Better policies needed to reduce number of young people not in education, employment or training

A speaker presents research findings on young people not in employment, education and training (NEET) in Bangkok on Wednesday. (Photo: Somchai Poomlard)
A speaker presents research findings on young people not in employment, education and training (NEET) in Bangkok on Wednesday. (Photo: Somchai Poomlard)

The number of Thais who are “not in education, employment or training” (NEET) is concerning, says Kyungsun Kim, director of Unicef Thailand.

Thailand is undergoing many changes because of its ageing population, digitisation, automation and advances in artificial intelligence, Ms Kim said, adding that children today need more “skills and productivity to help the country’s economy grow”.

Unicef, the Ministry of Labour and Chulalongkorn University have collaborated on a study on NEET among Thai youth, the findings of which Ms Kim discussed at a Unicef conference on Wednesday.

According to the report, while more students are enrolled in the education system, 2% drop out halfway through, she said. There are 1.4 million people aged 15-24 who classify as NEET, or 15% of this age group, she said, citing the most recent International Labour Organisation (ILO) report.

In addition, the number of people in this group in gainful employment has fallen from 4.8 million in 2011 to 2.7 million in 2021. According to the report, 70% of students who drop out of school have no plans for further education.

Ms Kim said 70% of NEETs are women, with most dropping out of school to care for their families.
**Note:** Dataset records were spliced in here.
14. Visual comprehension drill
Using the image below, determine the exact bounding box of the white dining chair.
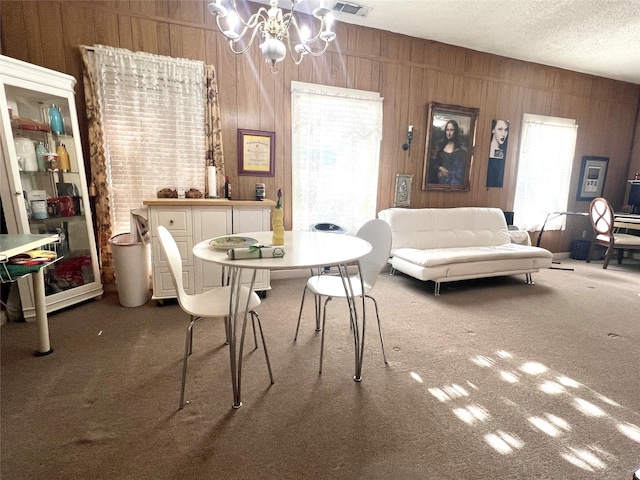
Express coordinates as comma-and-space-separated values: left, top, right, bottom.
156, 226, 273, 409
294, 219, 391, 372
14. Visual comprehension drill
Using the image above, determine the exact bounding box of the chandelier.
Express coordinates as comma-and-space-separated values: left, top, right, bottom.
207, 0, 336, 73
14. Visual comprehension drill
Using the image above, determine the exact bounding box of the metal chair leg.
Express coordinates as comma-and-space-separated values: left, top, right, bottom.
294, 285, 309, 341
180, 316, 199, 410
314, 294, 322, 331
223, 315, 230, 345
188, 315, 195, 355
252, 311, 274, 384
319, 297, 333, 373
251, 311, 258, 350
366, 294, 387, 364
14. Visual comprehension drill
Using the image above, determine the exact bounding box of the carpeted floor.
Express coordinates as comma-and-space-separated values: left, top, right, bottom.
1, 257, 639, 479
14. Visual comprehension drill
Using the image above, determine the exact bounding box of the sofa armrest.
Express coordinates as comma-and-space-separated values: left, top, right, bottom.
508, 229, 531, 246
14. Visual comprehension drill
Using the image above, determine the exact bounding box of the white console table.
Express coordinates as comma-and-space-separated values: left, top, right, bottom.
143, 198, 275, 303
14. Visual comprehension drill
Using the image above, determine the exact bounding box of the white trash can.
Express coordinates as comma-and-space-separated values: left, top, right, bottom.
109, 232, 150, 307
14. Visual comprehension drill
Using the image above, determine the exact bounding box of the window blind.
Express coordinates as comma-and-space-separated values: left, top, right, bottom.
89, 46, 205, 235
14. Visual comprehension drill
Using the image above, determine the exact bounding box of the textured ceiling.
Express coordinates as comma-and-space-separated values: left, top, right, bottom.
293, 0, 640, 84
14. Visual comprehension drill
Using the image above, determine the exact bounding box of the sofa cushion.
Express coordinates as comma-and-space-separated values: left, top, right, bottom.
378, 207, 511, 252
393, 243, 552, 268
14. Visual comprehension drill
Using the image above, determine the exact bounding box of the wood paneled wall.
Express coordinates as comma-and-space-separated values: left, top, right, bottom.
2, 0, 639, 252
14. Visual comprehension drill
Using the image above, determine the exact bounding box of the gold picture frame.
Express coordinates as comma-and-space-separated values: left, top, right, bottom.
422, 102, 479, 191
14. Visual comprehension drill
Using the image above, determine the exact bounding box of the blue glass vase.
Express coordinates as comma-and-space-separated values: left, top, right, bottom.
48, 104, 65, 134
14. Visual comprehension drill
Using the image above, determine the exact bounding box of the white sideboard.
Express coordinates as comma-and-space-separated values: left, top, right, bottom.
143, 198, 275, 302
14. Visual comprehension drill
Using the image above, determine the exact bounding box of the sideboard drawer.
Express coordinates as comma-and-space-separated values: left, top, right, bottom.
150, 207, 192, 236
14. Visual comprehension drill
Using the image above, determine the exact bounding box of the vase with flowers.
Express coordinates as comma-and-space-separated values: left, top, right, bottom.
272, 189, 284, 246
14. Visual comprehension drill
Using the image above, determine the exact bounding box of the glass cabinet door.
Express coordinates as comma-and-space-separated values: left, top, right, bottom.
7, 86, 96, 295
1, 55, 103, 317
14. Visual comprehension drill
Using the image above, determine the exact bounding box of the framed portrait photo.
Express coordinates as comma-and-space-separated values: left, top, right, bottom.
394, 174, 413, 207
576, 156, 608, 201
486, 119, 510, 188
422, 102, 479, 191
238, 129, 275, 176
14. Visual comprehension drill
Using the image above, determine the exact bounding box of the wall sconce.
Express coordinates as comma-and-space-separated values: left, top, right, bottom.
402, 125, 413, 151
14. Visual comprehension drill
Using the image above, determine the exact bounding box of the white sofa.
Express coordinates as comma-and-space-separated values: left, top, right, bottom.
378, 207, 553, 295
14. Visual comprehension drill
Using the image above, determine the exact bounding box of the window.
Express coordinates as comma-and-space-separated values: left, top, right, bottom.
88, 47, 205, 235
291, 82, 383, 234
513, 114, 578, 231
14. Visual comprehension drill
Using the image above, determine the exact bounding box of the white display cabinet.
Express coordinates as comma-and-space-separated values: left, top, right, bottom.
0, 55, 103, 319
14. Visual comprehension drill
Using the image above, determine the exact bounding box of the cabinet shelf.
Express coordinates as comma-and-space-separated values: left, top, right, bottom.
29, 215, 87, 225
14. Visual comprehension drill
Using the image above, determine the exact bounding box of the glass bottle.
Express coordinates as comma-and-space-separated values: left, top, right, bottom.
35, 142, 48, 171
57, 144, 71, 172
224, 176, 231, 199
48, 104, 65, 134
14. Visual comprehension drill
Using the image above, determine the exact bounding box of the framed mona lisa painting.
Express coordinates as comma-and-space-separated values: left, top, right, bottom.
422, 102, 479, 191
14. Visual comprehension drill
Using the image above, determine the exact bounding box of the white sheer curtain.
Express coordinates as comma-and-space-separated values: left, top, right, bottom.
88, 46, 205, 235
291, 81, 383, 235
513, 114, 578, 231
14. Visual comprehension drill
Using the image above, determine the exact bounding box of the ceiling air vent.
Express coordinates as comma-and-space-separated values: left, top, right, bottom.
332, 1, 371, 17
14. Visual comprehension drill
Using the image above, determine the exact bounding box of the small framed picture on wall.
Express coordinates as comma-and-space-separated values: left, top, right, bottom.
486, 119, 510, 188
576, 156, 608, 201
237, 129, 275, 176
394, 174, 413, 207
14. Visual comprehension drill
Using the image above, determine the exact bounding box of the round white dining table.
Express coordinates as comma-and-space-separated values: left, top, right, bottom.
193, 230, 372, 408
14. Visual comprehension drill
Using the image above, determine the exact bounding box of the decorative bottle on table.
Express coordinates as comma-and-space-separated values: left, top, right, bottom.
272, 189, 284, 246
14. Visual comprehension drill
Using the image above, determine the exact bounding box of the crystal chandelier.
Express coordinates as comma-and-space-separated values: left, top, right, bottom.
207, 0, 336, 73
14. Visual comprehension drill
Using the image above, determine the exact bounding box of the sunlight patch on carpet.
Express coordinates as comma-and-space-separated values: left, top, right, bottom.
519, 361, 547, 375
574, 398, 607, 417
484, 430, 524, 454
413, 348, 640, 473
499, 370, 520, 383
618, 423, 640, 443
539, 380, 565, 394
452, 404, 490, 424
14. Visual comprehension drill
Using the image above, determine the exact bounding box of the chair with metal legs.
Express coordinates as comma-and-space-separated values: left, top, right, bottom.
295, 219, 392, 372
156, 226, 273, 409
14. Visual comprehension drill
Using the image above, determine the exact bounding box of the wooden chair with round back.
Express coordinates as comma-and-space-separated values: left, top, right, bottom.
586, 197, 640, 269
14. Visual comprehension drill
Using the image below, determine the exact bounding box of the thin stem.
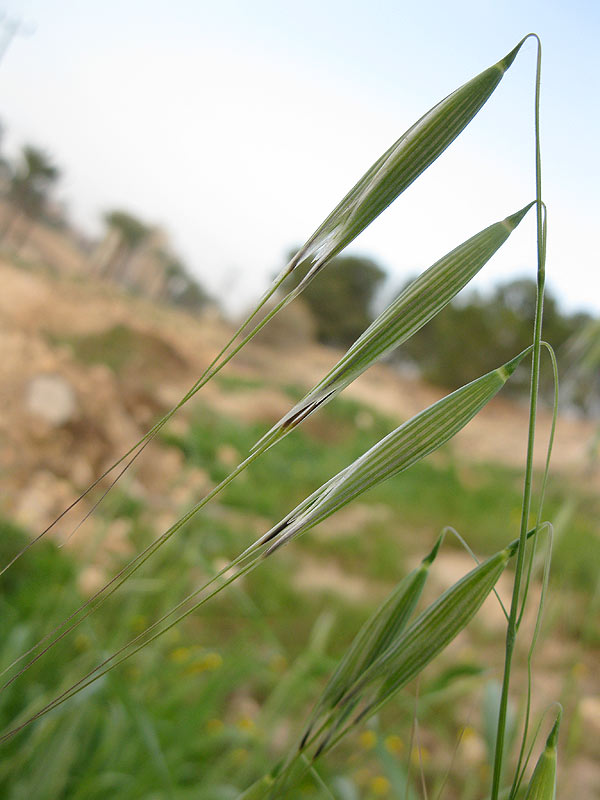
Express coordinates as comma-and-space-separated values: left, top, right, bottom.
442, 525, 509, 620
516, 338, 556, 630
302, 755, 336, 799
490, 33, 544, 800
509, 523, 554, 799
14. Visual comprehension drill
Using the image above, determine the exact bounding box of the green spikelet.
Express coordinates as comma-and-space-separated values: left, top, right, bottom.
523, 712, 561, 800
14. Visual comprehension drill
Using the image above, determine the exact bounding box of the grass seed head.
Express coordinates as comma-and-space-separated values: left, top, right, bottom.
256, 203, 534, 453
279, 42, 525, 292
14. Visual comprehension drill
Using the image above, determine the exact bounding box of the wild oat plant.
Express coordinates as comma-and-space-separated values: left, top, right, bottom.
2, 34, 562, 799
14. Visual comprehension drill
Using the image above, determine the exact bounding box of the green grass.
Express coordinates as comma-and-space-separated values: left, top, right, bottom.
1, 387, 597, 797
47, 324, 185, 376
214, 375, 269, 393
0, 512, 406, 799
162, 397, 598, 594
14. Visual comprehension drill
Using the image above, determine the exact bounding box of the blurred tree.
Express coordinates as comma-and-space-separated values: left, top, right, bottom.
0, 121, 9, 183
104, 210, 149, 251
1, 145, 60, 247
157, 251, 211, 312
282, 252, 386, 348
101, 209, 151, 283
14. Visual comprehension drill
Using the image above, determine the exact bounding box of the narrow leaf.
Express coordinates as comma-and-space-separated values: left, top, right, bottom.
3, 352, 528, 742
237, 775, 275, 800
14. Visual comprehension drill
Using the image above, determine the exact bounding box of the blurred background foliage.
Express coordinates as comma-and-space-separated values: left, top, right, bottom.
282, 252, 387, 348
1, 388, 599, 798
393, 277, 592, 405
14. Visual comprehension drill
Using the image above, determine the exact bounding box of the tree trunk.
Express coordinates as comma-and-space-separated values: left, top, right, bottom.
0, 203, 22, 243
15, 213, 35, 252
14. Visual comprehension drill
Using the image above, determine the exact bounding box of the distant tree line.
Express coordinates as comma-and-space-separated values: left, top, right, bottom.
395, 277, 591, 404
0, 126, 211, 313
95, 209, 211, 311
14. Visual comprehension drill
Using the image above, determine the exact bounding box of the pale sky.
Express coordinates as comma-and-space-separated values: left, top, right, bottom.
1, 0, 599, 315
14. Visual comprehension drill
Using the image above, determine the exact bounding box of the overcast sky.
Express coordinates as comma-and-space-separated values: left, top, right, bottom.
1, 0, 598, 315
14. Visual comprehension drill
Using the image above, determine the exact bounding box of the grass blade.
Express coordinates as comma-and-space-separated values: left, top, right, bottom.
0, 348, 528, 740
0, 352, 528, 743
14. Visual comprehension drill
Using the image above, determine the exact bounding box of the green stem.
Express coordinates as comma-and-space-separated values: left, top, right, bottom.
490, 33, 544, 800
509, 523, 554, 799
516, 338, 556, 631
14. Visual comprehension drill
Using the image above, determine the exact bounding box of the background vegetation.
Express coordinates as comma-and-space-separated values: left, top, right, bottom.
1, 379, 598, 798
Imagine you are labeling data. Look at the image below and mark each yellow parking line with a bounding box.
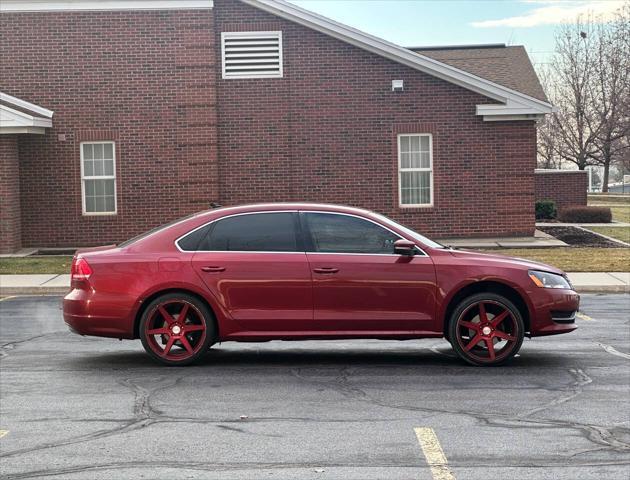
[414,427,456,480]
[576,312,594,321]
[0,430,9,439]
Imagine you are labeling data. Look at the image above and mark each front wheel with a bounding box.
[448,293,524,366]
[140,293,215,366]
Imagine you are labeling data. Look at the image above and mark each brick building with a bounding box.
[0,0,552,253]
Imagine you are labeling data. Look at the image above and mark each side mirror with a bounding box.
[394,239,416,256]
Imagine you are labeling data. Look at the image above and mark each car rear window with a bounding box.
[118,212,203,248]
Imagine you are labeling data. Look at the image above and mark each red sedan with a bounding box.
[63,203,579,366]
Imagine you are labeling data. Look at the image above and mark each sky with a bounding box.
[290,0,625,67]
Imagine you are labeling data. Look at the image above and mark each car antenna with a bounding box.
[210,202,222,209]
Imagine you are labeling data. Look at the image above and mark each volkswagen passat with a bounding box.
[63,203,579,366]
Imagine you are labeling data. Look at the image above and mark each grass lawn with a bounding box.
[588,194,630,205]
[609,205,630,223]
[0,256,73,275]
[476,247,629,272]
[588,195,630,222]
[588,226,630,244]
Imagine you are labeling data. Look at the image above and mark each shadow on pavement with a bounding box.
[69,343,575,371]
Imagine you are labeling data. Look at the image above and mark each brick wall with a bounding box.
[535,170,588,211]
[214,0,536,238]
[0,135,21,253]
[1,1,539,249]
[1,10,218,247]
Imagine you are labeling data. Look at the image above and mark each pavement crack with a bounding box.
[597,342,630,360]
[291,365,630,453]
[0,333,62,359]
[0,375,186,460]
[518,367,592,419]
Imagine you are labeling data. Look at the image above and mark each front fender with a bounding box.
[436,270,535,333]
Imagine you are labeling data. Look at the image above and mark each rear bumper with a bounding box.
[529,288,580,337]
[63,288,135,339]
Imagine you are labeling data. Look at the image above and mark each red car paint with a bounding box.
[63,203,578,361]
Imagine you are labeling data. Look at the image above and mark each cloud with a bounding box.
[471,1,624,28]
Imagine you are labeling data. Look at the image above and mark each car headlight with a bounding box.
[528,270,572,289]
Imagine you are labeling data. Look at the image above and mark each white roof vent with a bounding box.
[221,31,283,79]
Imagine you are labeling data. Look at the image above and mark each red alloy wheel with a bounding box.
[143,299,208,362]
[451,296,524,366]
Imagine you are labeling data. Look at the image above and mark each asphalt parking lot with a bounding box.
[0,294,629,480]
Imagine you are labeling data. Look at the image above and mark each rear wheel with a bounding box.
[140,293,215,366]
[448,293,524,366]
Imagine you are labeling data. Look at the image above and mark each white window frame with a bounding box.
[397,133,433,208]
[221,31,283,80]
[80,141,117,216]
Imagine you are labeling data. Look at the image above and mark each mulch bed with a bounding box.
[538,226,625,248]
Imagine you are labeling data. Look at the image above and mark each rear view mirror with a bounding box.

People with disabilities, migrant workers, and children from low-income families are also at risk when it comes to access to education and finding work.

“Investing in education is crucial to the socioeconomic prosperity of the country,” she said. “We hope this research will persuade the government of the importance of this issue, resulting in a long-term solution.”

Rattiya Phulaor, deputy dean of the College of Population Studies at Chulalongkorn University, proposed solutions to the NEET problem.

She said the country must develop an integrated NEET plan and monitoring system to provide timely assistance. A centralised database is also needed.

While lending assistance to specific age groups is essential, promoting work and life skills at various stages of life is also critical for long-term solutions.

By allowing for a broader interpretation of “education”, the system can reduce the number of students who drop out of school. Because working is also learning, work-based education should be promoted, she said.

On a larger scale, she suggests a national committee for NEET be set up to guide policy implementation. Career counsellors should focus not only on schools but also public employment services, as well as improving teacher quality, she added.